So the first couple days in BA have been good. I'm already an old hand with maté, now on the look-out for my own Thermos, bombilla, and maté set. (Jennifer will love the whole set up when I get back. She was a maté fan, before I was.)
I'm optimistic, despite inauspicious beginnings. I got locked out of my homestay in the first three hours. I misunderstood la señora, and thought we were leaving right away. She had told me to get my coat and be ready to leave in a half hour, and then she left to take out the garbage. Left alone, I began to doubt my understanding of her instructions and went downstairs to the ground level of the apartment building in a panic, thinking she had been waiting on me.
She wasn't there, obviously, and later found me at the apartment door sitting on the stairs. She just started laughing. Nothing but my pride was lost, which, in retrospect, has left me no where to go but up.
The bus here is irritating, but not bad. It's not really a stressful place, and porteños, surprisingly, are not a stressed-out people. I'm surprised because the only other comparisons of large population centers I have are San Jose and San Francisco, which, although wonderful each in their own way, are very stressful, intense kinds of places where being busy and over-whelmed is almost a gauge by which to judge how successful you are. Yes, even the "laid-back" West Coast is full of this kind of atmosphere.

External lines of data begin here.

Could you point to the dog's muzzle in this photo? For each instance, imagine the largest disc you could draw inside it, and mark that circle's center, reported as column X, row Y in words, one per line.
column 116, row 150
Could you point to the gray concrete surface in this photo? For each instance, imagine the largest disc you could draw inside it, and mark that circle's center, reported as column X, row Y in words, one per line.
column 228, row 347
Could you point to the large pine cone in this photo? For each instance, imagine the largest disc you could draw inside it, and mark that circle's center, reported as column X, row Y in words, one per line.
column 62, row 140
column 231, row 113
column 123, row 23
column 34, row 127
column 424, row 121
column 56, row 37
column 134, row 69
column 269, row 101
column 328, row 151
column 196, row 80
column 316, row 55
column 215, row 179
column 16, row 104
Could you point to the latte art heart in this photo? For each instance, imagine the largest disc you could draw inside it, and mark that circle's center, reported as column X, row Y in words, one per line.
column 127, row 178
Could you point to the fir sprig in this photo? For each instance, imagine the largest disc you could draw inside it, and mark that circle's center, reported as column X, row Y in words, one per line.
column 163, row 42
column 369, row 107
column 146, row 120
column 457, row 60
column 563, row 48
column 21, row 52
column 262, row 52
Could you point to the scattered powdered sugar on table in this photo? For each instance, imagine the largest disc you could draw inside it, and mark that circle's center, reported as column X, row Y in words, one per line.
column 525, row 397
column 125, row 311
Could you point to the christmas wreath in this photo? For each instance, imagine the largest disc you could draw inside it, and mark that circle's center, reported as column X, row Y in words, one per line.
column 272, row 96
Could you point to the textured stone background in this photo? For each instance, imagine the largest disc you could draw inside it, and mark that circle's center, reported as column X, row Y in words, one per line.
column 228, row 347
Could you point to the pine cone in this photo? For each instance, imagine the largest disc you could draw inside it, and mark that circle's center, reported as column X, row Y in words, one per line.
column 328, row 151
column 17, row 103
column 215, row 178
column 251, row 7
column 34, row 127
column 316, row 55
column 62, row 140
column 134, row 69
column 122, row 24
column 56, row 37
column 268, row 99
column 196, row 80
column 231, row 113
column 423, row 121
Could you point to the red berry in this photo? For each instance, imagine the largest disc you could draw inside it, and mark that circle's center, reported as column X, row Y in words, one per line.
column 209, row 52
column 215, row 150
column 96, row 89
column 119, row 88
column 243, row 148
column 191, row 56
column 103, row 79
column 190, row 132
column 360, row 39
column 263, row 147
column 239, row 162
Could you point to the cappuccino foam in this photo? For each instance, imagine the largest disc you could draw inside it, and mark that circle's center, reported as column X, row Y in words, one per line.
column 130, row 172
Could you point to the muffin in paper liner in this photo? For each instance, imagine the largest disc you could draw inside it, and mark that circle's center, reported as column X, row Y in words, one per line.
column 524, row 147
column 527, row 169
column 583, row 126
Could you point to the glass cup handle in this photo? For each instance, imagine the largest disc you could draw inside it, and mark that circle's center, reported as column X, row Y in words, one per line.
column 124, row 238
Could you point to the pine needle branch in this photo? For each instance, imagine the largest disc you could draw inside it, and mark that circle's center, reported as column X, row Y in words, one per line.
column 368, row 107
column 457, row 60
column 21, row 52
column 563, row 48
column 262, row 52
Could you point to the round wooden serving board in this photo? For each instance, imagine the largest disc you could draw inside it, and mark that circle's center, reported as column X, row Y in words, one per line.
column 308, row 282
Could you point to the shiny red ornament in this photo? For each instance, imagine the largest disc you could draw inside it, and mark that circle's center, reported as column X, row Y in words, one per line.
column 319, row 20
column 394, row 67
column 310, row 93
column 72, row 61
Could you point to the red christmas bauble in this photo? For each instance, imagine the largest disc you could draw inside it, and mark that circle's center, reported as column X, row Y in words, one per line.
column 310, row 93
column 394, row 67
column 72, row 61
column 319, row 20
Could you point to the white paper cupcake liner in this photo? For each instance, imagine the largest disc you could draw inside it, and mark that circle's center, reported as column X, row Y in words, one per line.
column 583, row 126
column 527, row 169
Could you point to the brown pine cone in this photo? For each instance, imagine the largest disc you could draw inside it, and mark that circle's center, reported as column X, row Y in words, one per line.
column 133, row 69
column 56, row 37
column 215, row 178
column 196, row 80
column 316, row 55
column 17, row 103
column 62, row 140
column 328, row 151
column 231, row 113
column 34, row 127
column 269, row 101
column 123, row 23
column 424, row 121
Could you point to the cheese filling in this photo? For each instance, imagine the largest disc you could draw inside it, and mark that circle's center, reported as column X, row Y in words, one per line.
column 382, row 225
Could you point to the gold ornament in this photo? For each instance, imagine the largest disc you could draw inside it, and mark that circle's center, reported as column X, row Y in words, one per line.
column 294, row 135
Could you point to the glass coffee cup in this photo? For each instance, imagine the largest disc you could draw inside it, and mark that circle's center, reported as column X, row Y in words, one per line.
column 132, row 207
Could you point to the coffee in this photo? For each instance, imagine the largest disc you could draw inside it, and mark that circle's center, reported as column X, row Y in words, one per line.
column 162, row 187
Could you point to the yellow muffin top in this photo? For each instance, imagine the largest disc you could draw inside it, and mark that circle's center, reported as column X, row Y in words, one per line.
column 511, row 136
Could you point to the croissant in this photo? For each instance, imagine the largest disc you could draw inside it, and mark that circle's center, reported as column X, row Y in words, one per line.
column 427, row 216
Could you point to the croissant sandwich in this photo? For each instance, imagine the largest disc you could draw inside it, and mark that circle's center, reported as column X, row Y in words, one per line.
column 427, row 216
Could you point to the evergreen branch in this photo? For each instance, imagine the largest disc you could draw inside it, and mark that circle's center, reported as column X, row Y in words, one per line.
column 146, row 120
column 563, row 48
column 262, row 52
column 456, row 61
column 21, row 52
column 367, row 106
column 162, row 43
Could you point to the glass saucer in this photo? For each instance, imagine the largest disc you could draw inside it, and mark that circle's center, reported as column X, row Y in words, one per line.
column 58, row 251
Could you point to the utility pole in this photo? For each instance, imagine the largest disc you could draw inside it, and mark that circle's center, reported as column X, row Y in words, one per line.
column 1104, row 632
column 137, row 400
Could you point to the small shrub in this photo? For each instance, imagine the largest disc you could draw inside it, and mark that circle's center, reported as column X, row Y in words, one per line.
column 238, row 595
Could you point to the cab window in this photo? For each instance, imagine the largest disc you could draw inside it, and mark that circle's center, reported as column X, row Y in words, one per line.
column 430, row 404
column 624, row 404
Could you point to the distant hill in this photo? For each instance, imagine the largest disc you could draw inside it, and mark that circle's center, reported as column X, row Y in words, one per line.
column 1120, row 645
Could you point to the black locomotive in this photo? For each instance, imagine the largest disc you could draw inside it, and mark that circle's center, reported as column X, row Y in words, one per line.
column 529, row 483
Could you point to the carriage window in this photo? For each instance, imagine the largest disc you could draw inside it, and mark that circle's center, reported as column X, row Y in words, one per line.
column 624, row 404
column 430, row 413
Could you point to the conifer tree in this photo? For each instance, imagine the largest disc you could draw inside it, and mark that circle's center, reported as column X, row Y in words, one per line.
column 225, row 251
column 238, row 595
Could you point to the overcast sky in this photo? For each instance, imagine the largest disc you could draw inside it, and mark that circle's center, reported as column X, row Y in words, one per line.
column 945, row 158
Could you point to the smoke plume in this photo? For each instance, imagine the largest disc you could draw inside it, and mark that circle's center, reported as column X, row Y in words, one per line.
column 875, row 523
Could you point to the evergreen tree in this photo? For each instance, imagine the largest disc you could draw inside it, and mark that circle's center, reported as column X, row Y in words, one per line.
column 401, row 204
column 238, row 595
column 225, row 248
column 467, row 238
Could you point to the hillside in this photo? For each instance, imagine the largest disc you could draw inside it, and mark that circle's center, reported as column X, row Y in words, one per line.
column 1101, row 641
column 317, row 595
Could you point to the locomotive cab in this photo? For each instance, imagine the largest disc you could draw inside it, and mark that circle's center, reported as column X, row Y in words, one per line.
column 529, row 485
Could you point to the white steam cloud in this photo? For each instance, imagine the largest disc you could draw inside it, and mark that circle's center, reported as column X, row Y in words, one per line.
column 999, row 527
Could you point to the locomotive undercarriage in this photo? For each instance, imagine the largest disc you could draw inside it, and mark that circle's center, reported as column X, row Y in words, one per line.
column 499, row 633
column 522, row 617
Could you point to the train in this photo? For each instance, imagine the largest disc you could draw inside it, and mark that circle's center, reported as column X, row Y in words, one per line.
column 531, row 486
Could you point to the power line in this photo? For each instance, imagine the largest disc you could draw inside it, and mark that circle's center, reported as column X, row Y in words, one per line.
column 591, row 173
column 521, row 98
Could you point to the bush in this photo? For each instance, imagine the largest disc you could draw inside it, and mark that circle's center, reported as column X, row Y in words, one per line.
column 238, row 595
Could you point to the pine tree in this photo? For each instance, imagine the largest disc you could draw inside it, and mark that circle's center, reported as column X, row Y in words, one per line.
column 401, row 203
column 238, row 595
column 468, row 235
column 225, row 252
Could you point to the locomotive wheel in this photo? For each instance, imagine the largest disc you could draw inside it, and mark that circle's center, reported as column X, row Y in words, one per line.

I can't say much for BA yet, obviously, but here are general first impressions only, a quick sketch trying to make sense of what I have seen: long lines of people waiting for buses but no one taps their toes or huffs or looks at their watch all that often; waiting rooms of the typical bureaucratic blank faces of a DMV, but people don't nervously shake their legs or even fidget. The pace is brisk, but there is time for maté and café as well as business. In fact, the people I see exhibiting the most impatience are Americans. I will let you think of good reasons why this might be, and I won't hazard any generalizing guesses about Americans and Porteños. When a friend and I went to eat lunch at a café in a part of the city accustomed to extranjeros, the mozo, or waiter, asked if we wanted to the quick menu because, I guess, being American means eating quickly and leaving. We asked him for the normal menu, but it began the process in my mind of trying to figure out out what makes me culturally American.
Still, being a stranger in a strange land, I am tentatively liking BA. The noise, the press of people, the language, and just the strangeness of it all, is utterly draining. I'm not going native anytime soon, but I am settling, like a shaken bottle vinaigrette dressing.